The husband never failed to return her similar answers, but after Easter
he wrote to her in the preacher's name, begging her to let him know how
he could secretly see her. She, all impatient for the meeting, advised
her husband to go and visit some estates of theirs in the country, and
this he agreed to do, hiding himself, however, in the house of a friend.
Then the lady failed not to write to the preacher that it was time he
should come and see her, since her husband was in the country.

The gentleman, wishing thoroughly to try his wife's heart, then went to
the preacher, and begged him for the love of God to lend him his robe.

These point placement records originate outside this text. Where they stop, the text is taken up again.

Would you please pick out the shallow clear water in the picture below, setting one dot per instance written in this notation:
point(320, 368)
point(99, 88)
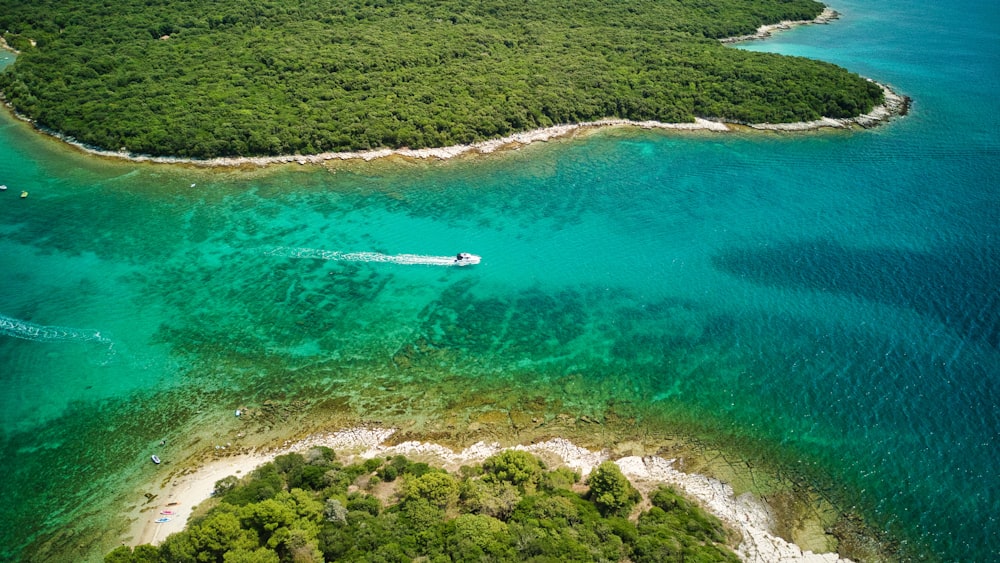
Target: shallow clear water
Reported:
point(832, 298)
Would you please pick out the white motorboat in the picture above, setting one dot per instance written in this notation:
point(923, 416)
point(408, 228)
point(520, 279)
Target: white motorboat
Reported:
point(466, 259)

The preacher, who was a man of worth, replied that the rules of
his Order forbade it, and that he would never lend his robe for a
masquerade. (4) The gentleman assured him, however, that he would make
no evil use of it, and that he wanted it for a matter necessary to his
happiness and his salvation. Thereupon the Friar, who knew the other
to be a worthy and pious man, lent it to him; and with this robe, which
covered his face so that his eyes could not be seen, the gentleman put
on a false beard and a false nose, each similar to the preacher's. He
also made himself of the same height by means of cork. (5)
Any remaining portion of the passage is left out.